A key role of the RBA is to manage inflation so that it remains inside its targeted 2% to 3% band. It does that by changing the cash interest rate (currently 0.10%). Increasing interest rates, reduces spending (because the business and private sector must direct more money towards interest costs) and therefore reduces demand for goods and services which cools price increases.
Therefore, if markets expect that high inflation will persist, they price in that interest rates will increase, which negatively impacts the value of existing bonds, particularly if the coupon (interest rate) is fixed. This has been happening since August 2021 i.e. bond value have been falling.
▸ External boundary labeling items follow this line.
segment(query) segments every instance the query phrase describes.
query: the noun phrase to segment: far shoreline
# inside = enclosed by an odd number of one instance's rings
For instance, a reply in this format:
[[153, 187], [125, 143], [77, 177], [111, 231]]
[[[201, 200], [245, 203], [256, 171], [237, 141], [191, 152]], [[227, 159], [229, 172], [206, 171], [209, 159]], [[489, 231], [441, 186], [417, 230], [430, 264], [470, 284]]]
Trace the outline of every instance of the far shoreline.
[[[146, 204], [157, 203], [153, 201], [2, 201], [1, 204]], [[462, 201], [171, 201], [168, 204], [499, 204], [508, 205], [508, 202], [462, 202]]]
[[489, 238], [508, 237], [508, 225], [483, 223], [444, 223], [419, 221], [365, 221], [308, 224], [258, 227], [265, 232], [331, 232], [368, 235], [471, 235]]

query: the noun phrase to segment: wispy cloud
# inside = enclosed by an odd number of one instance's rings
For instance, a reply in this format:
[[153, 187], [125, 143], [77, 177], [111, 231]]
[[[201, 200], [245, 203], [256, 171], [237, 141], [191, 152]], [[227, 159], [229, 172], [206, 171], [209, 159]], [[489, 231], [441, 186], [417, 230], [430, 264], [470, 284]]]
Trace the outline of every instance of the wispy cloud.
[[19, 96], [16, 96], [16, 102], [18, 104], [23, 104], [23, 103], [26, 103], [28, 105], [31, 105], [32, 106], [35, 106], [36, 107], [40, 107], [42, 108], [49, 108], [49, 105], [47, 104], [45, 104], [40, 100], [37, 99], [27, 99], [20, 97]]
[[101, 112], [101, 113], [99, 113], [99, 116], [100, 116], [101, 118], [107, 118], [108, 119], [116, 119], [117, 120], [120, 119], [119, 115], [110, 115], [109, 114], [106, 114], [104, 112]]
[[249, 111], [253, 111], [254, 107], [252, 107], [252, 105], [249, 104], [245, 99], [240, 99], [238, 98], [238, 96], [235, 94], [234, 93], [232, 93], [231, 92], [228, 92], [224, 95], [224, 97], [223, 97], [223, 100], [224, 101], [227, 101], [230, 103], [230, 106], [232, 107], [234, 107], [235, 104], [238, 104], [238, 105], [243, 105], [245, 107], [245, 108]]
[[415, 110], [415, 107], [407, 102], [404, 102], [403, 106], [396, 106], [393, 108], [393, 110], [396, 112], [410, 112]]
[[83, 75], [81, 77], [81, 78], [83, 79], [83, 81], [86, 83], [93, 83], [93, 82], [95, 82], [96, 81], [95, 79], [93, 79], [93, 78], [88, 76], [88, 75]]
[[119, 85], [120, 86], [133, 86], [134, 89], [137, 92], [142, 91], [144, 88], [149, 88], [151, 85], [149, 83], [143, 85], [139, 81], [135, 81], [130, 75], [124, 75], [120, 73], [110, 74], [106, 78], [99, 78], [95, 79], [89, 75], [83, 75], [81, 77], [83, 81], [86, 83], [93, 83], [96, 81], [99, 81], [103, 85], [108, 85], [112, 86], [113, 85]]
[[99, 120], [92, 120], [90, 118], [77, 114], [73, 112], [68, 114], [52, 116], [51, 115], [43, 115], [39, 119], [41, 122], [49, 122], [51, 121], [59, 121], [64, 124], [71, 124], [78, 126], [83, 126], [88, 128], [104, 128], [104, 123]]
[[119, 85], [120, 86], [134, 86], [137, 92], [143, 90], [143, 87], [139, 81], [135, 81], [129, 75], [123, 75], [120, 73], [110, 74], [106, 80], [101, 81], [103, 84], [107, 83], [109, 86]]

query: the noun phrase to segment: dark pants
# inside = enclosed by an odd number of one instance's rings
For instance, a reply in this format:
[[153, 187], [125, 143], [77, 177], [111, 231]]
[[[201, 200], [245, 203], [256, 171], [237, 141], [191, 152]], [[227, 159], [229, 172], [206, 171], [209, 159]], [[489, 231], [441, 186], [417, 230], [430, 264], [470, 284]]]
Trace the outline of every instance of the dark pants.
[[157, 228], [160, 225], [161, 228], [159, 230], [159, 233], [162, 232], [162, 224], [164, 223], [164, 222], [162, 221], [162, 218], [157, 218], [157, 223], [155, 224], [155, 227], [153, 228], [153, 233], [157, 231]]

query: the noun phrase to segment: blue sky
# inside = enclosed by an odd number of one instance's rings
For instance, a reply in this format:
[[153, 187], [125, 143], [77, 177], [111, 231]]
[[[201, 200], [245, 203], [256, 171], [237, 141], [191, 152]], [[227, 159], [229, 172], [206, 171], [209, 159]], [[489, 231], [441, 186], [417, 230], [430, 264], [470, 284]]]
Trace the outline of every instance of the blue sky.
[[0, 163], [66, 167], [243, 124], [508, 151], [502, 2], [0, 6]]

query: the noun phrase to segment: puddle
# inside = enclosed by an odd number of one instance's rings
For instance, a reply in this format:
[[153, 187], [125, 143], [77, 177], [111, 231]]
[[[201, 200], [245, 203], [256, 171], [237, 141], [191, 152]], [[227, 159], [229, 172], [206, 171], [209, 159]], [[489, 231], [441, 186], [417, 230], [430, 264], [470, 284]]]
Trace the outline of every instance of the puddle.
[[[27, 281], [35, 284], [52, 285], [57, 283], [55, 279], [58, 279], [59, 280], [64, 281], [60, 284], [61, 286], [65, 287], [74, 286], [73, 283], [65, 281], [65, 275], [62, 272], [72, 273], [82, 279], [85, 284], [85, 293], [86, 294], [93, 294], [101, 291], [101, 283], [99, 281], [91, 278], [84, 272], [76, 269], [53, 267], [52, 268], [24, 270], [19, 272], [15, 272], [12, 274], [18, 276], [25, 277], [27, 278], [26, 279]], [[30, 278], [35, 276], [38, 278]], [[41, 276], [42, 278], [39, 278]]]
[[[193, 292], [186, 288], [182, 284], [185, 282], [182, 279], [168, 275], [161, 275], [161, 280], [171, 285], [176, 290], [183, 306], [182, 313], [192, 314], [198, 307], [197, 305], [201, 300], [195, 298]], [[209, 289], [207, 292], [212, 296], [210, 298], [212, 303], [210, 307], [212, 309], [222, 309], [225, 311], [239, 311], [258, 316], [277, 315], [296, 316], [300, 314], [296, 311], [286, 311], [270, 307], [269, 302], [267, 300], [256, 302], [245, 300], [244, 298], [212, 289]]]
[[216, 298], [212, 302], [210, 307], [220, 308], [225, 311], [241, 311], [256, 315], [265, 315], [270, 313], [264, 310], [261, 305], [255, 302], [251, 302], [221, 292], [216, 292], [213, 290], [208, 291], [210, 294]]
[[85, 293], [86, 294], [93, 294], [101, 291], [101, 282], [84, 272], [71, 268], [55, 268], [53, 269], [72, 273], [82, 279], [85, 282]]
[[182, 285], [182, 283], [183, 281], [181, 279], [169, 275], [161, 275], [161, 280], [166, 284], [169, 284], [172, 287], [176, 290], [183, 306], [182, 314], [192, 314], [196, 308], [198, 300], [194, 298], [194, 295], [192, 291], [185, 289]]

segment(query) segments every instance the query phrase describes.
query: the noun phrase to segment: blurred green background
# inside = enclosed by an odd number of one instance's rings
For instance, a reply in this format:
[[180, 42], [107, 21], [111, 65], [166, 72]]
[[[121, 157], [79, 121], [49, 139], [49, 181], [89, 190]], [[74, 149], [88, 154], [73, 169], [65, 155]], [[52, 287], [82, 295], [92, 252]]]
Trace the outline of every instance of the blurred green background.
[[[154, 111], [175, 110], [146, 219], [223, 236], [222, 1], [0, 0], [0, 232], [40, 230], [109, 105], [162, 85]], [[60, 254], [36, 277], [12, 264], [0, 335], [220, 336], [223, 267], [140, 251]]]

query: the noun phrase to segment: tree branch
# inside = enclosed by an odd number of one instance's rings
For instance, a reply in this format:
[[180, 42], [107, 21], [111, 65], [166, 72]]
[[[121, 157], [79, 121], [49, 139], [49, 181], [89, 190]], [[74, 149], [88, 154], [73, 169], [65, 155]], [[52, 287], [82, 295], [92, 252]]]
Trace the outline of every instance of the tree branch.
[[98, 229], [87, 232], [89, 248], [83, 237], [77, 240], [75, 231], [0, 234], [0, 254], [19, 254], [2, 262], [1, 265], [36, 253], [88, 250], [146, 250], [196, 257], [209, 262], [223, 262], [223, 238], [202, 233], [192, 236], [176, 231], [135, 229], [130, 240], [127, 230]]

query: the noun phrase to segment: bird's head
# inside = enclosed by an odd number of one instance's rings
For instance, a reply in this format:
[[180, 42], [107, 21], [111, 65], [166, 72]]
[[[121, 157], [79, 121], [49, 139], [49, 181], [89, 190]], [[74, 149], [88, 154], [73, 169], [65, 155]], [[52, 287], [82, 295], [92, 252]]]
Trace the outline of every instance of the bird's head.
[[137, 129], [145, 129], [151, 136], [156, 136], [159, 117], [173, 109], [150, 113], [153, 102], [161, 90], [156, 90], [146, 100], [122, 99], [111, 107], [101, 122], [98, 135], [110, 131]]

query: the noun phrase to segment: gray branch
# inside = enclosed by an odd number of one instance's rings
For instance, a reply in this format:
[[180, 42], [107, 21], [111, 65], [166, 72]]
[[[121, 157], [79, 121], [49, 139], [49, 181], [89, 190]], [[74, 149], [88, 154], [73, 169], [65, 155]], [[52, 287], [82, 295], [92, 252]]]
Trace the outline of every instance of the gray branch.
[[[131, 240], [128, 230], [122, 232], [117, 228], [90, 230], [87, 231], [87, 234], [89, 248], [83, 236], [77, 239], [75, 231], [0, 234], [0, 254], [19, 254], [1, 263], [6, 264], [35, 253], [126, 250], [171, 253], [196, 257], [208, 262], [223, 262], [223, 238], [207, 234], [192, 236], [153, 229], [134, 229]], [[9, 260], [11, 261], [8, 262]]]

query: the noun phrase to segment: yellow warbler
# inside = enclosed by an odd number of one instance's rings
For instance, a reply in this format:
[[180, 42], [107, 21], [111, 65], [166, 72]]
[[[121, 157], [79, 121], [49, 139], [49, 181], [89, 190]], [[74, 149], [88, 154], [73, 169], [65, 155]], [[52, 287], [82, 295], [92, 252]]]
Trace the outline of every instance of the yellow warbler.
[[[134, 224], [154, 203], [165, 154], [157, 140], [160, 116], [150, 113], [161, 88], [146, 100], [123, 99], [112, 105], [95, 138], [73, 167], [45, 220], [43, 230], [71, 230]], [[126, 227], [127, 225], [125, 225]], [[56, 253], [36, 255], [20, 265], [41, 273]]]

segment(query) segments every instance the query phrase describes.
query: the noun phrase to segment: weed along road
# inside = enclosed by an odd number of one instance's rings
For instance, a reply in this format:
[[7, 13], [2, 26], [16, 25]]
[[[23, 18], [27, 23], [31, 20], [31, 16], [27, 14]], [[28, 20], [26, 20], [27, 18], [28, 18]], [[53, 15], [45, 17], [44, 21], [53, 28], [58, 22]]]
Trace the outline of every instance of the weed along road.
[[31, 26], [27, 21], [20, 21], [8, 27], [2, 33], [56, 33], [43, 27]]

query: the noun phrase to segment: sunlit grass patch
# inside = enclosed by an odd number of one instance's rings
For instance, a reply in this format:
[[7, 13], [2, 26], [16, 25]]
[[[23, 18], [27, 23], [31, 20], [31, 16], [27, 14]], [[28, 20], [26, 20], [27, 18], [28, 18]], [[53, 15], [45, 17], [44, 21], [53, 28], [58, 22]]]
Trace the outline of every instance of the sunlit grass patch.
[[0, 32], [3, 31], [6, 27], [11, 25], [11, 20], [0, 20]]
What’s causing higher inflation?
As announced by the ABS last week, Australia’s inflation is 3% for the year ended September 2021, which is at the top end of the RBA’s target band. It was slightly less than expected (3.1%) and lower than last quarters annualised reading of 3.8%.
This time last year, inflation was less than 1%, so what has happened since then? The chart below sets out how prices have changes over the past year. Five categories have risen by more than 2% over the past year being transport, furnishings, health, alcohol and tobacco and recreation.
1. Transport – driven mainly by the rebound in the oil price. This time last year, oil was trading at around $40 per barrel, mainly because most of the world was in lockdown. Oil has since recovered and is currently trading at over $80 per barrel, which is closer to the long-term average price. Its unlikely the oil price will continue to rise, certainly not at the same pace.
2. Furnishings – the cost of furnishings have been driven by unusually high demand and supply shortages (supply chain disruptions).
3. Alcohol and tobacco – the main contributor were tobacco prices due to increase in government excise and customs duty in 2020.
4. Health – these price rises have been mainly driven by health insurance premiums.
5. Recreation and culture – price increases were mainly driven by domestic holiday travel and accommodation due to the closure of international borders.
It is likely that inflation is transitory
From a review of the above, it becomes clear that inflation has been driven by some unique events which are unlikely to persist. The only exception may be health insurance premiums, which seem to increase each year.